Skoftebyns IF is a Swedish football club located in Trollhättan in Västra Götaland County.

==Background==
Since their foundation Skoftebyns IF has participated in the middle and lower divisions of the Swedish football league system. The club currently plays in Division 2 Norra Götaland which is the fourth tier of Swedish football. They play their home matches at the Nysätra IP in Trollhättan.

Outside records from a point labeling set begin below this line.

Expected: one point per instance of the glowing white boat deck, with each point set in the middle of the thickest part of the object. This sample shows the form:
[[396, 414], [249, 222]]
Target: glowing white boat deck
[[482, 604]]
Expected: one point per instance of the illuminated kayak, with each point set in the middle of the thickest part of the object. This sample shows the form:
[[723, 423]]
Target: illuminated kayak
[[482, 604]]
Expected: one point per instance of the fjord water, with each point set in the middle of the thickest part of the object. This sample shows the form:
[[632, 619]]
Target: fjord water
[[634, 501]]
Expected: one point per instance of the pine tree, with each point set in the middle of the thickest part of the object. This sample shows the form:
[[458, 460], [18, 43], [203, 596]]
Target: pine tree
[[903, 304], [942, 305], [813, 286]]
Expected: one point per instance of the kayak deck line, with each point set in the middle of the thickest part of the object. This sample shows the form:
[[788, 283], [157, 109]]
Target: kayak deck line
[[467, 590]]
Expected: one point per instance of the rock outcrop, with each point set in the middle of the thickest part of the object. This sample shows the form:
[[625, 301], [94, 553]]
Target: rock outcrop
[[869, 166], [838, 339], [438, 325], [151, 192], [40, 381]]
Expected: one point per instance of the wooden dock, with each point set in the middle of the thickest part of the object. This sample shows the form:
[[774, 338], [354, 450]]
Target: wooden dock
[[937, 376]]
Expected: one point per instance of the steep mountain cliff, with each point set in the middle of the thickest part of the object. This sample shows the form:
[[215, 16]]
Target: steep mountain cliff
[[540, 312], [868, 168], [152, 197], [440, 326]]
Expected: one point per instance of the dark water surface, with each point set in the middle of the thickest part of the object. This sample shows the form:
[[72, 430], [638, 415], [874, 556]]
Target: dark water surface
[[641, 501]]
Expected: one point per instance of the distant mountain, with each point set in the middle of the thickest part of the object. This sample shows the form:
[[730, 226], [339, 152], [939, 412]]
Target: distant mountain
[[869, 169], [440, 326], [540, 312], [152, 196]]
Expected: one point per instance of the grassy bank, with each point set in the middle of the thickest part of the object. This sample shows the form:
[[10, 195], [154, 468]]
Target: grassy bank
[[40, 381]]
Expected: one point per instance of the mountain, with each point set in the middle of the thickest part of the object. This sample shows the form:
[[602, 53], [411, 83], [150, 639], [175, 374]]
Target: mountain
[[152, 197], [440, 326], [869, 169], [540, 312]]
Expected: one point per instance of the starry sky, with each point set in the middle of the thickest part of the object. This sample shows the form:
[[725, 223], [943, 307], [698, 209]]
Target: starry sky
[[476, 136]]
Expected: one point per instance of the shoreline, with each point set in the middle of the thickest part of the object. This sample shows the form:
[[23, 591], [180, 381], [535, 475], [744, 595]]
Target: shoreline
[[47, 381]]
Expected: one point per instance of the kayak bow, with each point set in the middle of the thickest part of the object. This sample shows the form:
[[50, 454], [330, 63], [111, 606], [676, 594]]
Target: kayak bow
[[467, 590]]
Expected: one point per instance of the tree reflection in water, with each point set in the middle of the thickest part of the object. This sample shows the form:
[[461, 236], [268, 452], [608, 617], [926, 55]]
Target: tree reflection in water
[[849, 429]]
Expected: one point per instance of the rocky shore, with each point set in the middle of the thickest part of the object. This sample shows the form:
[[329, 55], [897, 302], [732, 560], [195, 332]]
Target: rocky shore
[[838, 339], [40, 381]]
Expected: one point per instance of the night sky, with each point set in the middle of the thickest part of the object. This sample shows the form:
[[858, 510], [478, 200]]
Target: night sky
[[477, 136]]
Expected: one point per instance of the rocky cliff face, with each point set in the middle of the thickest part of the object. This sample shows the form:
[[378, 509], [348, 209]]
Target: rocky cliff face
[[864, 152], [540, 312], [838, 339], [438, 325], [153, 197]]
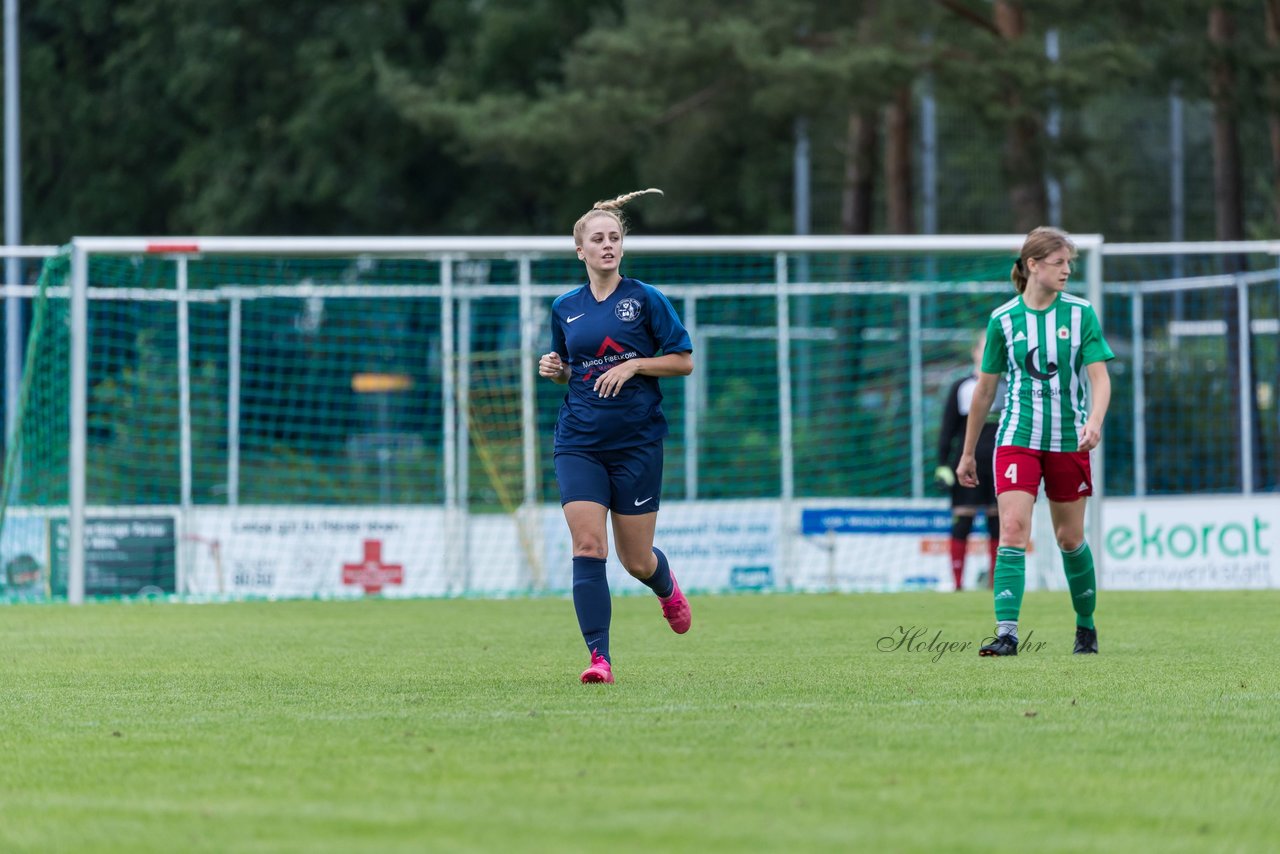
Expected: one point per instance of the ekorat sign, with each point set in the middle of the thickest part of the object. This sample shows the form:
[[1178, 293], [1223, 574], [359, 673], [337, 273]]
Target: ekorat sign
[[1191, 544]]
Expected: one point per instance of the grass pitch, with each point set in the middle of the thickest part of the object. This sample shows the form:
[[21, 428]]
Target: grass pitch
[[780, 722]]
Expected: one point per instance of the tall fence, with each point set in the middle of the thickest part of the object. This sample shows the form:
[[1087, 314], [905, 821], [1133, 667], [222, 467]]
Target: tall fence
[[341, 418]]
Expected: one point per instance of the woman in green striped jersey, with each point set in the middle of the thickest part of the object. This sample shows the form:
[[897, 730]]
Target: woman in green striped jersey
[[1048, 345]]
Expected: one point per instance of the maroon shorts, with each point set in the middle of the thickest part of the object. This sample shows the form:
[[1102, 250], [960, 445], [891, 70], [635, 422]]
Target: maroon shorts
[[1065, 473]]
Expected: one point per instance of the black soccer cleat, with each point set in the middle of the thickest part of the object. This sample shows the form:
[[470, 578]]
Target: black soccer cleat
[[1086, 642], [1001, 645]]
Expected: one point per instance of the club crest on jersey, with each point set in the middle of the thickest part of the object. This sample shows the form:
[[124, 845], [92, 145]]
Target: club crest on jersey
[[1029, 365], [627, 310]]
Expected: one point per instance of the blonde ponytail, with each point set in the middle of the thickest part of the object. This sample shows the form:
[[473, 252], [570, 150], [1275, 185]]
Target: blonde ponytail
[[1038, 245], [609, 208]]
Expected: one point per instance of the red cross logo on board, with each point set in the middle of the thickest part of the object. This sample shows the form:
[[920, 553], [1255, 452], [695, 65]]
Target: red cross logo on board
[[608, 343], [371, 572]]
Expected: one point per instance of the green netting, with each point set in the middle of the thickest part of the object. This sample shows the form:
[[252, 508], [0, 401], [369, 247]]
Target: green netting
[[323, 383]]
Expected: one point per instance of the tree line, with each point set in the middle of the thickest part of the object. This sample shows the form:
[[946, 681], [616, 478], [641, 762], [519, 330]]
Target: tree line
[[510, 117]]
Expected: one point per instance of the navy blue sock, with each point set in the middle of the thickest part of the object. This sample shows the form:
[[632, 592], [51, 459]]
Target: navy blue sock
[[592, 603], [661, 580]]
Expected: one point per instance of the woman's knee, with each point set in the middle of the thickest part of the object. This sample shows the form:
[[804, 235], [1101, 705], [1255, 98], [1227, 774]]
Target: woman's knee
[[1014, 531], [590, 546]]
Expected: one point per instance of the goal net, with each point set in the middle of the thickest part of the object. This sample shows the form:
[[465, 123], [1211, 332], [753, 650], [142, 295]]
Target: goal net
[[343, 418]]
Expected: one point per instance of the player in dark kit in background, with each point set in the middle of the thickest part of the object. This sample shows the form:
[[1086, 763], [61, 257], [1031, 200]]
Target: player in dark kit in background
[[968, 501], [606, 342]]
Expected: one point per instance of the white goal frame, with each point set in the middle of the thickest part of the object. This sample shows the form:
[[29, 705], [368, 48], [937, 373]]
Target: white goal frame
[[452, 249]]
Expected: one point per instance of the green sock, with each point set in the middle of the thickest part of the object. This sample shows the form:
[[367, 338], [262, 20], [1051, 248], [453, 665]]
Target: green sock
[[1010, 581], [1082, 583]]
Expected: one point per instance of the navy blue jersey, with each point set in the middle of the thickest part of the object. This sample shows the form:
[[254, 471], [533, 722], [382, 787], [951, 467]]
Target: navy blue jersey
[[634, 322]]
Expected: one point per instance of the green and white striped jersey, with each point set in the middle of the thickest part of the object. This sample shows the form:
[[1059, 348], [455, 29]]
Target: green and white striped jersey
[[1043, 356]]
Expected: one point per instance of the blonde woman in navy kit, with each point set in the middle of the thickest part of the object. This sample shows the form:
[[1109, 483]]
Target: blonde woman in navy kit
[[612, 338]]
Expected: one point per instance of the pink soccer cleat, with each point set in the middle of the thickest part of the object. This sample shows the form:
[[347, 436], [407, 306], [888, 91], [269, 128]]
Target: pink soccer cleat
[[599, 671], [675, 608]]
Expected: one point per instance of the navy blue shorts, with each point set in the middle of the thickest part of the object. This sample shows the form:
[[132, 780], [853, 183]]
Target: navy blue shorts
[[627, 480]]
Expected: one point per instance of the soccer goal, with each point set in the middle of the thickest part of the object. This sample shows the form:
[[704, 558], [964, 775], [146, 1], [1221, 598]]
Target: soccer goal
[[228, 418]]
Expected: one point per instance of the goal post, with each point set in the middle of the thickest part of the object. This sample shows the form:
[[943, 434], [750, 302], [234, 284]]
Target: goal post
[[223, 386]]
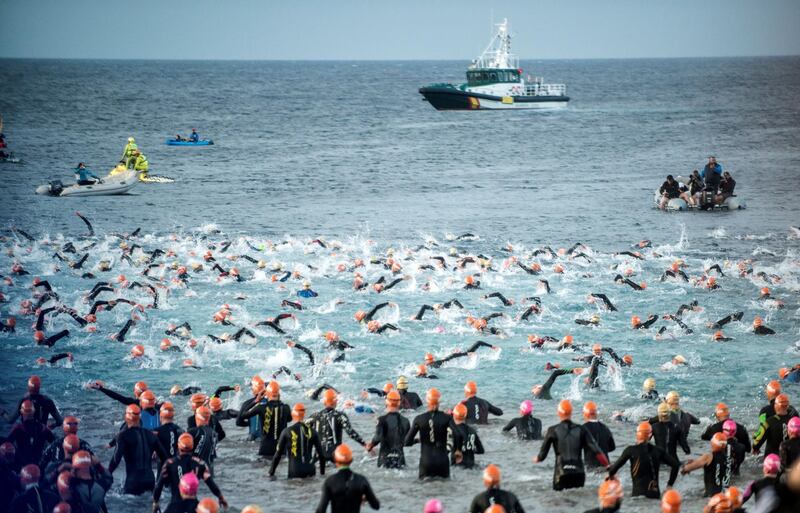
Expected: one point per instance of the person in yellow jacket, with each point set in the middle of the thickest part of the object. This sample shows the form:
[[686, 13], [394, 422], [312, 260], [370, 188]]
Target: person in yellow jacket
[[140, 163], [127, 153], [119, 169]]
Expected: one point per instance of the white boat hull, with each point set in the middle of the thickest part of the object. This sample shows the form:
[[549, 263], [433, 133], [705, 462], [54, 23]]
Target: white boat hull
[[112, 185]]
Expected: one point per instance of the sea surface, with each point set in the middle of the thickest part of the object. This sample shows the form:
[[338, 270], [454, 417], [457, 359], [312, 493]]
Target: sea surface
[[350, 153]]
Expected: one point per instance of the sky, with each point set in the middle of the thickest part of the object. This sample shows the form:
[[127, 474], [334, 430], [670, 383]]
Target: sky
[[395, 29]]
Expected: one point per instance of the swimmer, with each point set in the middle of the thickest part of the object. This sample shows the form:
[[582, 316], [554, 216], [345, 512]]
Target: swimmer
[[175, 467], [666, 434], [771, 432], [302, 437], [433, 363], [725, 320], [329, 423], [275, 415], [637, 324], [760, 329], [569, 441], [649, 391], [45, 408], [346, 489], [722, 414], [466, 442], [607, 304], [543, 391], [599, 431], [30, 436], [493, 495], [437, 436], [717, 471], [645, 459], [136, 446], [478, 409]]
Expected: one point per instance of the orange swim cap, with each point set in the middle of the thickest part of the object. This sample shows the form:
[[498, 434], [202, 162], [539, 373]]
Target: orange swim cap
[[343, 455], [329, 398], [491, 476], [564, 410]]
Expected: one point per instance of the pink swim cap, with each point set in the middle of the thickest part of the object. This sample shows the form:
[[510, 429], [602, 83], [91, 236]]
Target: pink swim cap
[[189, 484], [794, 427], [772, 464], [526, 407], [433, 506]]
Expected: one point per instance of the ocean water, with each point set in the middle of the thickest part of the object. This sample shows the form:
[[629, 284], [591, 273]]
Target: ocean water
[[349, 152]]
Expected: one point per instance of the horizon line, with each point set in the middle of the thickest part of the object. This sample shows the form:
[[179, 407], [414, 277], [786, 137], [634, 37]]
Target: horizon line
[[198, 59]]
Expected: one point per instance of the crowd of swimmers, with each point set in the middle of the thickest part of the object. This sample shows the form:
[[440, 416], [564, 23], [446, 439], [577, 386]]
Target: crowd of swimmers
[[46, 466], [704, 189]]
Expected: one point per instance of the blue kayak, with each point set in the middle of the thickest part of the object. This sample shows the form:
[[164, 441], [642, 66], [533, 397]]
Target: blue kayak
[[173, 142]]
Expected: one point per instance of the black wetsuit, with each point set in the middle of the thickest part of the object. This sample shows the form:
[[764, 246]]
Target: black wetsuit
[[789, 452], [275, 416], [301, 445], [30, 437], [717, 474], [569, 440], [667, 436], [469, 443], [409, 400], [329, 424], [34, 500], [478, 410], [136, 445], [183, 506], [89, 495], [741, 433], [484, 500], [390, 434], [437, 433], [344, 491], [528, 427], [205, 443], [772, 435], [605, 441], [645, 461], [175, 468], [45, 408], [545, 393], [167, 435]]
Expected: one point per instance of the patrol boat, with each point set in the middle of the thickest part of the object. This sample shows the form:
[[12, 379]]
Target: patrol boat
[[494, 82]]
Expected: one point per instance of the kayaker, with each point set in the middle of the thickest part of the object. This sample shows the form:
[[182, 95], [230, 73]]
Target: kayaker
[[669, 190], [127, 152], [82, 175], [712, 173], [120, 168], [140, 162]]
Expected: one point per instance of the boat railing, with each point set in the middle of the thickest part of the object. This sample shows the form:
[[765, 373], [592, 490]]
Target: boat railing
[[540, 89]]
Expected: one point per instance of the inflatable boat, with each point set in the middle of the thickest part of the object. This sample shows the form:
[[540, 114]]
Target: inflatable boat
[[175, 142], [112, 185], [679, 205]]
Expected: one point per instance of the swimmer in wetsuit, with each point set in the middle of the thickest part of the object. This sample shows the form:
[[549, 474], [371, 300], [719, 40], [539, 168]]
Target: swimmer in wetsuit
[[645, 459], [390, 434], [526, 425], [437, 437], [345, 490], [494, 496], [569, 441], [301, 445]]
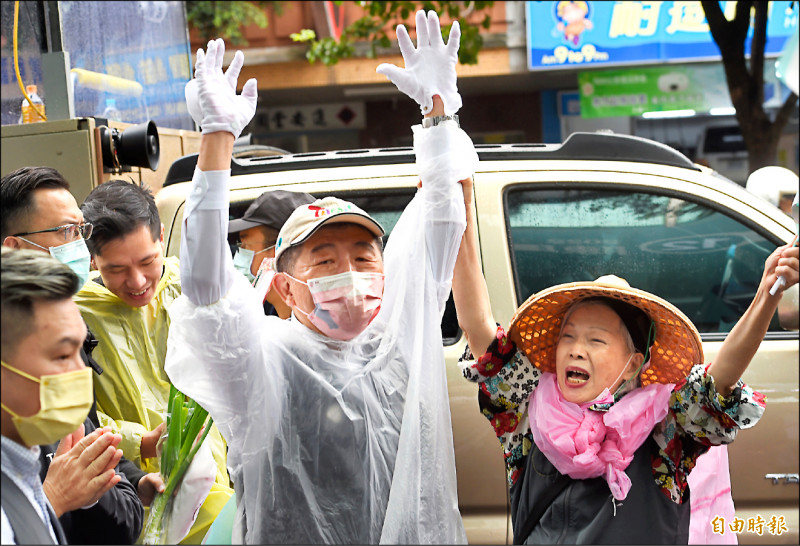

Skoftebyns IF are affiliated to the Västergötlands Fotbollförbund.

==Season to season==

| Season | Level | Division | Section | Position | Movements |
|---|---|---|---|---|---|
| 1999 | Tier 5 | Division 4 | Västergötland Västra | 5th |  |
| 2000 | Tier 5 | Division 4 | Västergötland Västra | 6th |  |
| 2001 | Tier 5 | Division 4 | Västergötland Västra | 11th | Relegated |
| 2002 | Tier 6 | Division 5 | Västergötland Nordvästra | 4th |  |
| 2003 | Tier 6 | Division 5 | Västergötland Västra | 5th |  |
| 2004 | Tier 6 | Division 5 | Västergötland Nordvästra | 4th |  |
| 2005 | Tier 6 | Division 5 | Västergötland Västra | 4th |  |
| 2006* | Tier 7 | Division 5 | Västergötland Västra | 1st | Promoted |
| 2007 | Tier 6 | Division 4 | Västergötland Västra | 2nd | Promotion Playoffs – Promoted |
| 2008 | Tier 5 | Division 3 | Nordvästra Götaland | 2nd | Promotion Playoffs |
| 2009 | Tier 5 | Division 3 | Nordvästra Götaland | 4th |  |
| 2010 | Tier 5 | Division 3 | Nordvästra Götaland | 1st | Promoted |
| 2011 | Tier 4 | Division 2 | Norra Götaland | 11th | Relegated |
| 2012 | Tier 5 | Division 3 | Nordvästra Götaland | 2nd | Promotion Playoffs |
| 2013 | Tier 5 | Division 3 | Nordvästra Götaland | 3rd |  |
| 2014 | Tier 5 | Division 3 | Nordvästra Götaland | 3rd |  |
| 2015 | Tier 5 | Division 3 | Nordvästra Götaland | 1st | Promoted |

- League restructuring in 2006 resulted in a new division being created at Tier 3 and subsequent divisions dropping a level.

==Attendances==

In recent seasons Skoftebyns IF have had the following average attendances:

| Season | Average attendance | Division / Section | Level |
|---|---|---|---|
| 2007 | Not available | Div 4 Västergötland Västra | Tier 6 |
| 2008 | 284 | Div 3 Nordvästra Götaland | Tier 5 |
| 2009 | 282 | Div 3 Nordvästra Götaland | Tier 5 |
| 2010 | 369 | Div 3 Nordvästra Götaland | Tier 5 |
| 2011 | 295 | Div 2 Norra Götaland | Tier 4 |
| 2012 | 284 | Div 3 Nordvästra Götaland | Tier 5 |
| 2013 | 372 | Div 3 Nordvästra Götaland | Tier 5 |
| 2014 | 246 | Div 3 Nordvästra Götaland | Tier 5 |
| 2015 | 202 | Div 3 Nordvästra Götaland | Tier 5 |

- Attendances are provided in the Publikliga sections of the Svenska Fotbollförbundet website.
The former goalkeeper Mats Johansson began his career in Skoftebyn and later went to top league team IF Elfsborg and BK Häcken where he still reside as a goalkeepercoach.